Surrogate motherhood is still frowned upon by many members of the population, researchers have found.
A survey conducted among 187 women drawn from the general UK population found that only 17 were willing to become surrogate mothers.
Eight said they could imagine being genetic surrogates, which would entail having their own eggs fertilised by the intended father's sperm. Nine accepted the idea of gestational surrogacy, and incubating an embryo conceived by another couple.
Women who were unsure about surrogate motherhood were less likely to have had children, according to the research. Both those with positive and negative attitudes to surrogacy were more likely to have had them.
Women who thought parenthood was very important were more likely to consider helping others to become parents, the survey showed.
Professor van den Akker, from Middlesex University in Hendon, who led the research, said: "We need to do further research with larger numbers, to enable us to see whether the attitudes we found translate into actual behaviour.
"Interestingly, we found that the group who was definitely not interested in becoming a surrogate mother also scored significantly more negatively on advertising, inducements, and the consequences of surrogacy.
"They also rated reasons for not wishing to have a child such as 'parenthood restricts careers', and 'parenthood is not the most important goal in life', higher than potential surrogates."

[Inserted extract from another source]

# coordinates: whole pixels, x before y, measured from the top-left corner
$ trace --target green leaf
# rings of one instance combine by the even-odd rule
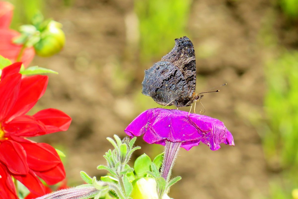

Prof van den Akker presented the findings at the annual meeting of the European Society of Human Reproduction and Embryology (Eshre) in Barcelona, Spain.
He added: "We.. believe that, as surrogacy becomes less stigmatised, families who have children born in this way will be more likely to disclose the means of conception, not just to their children, but also to their family and friends, leaving them in better psychological health."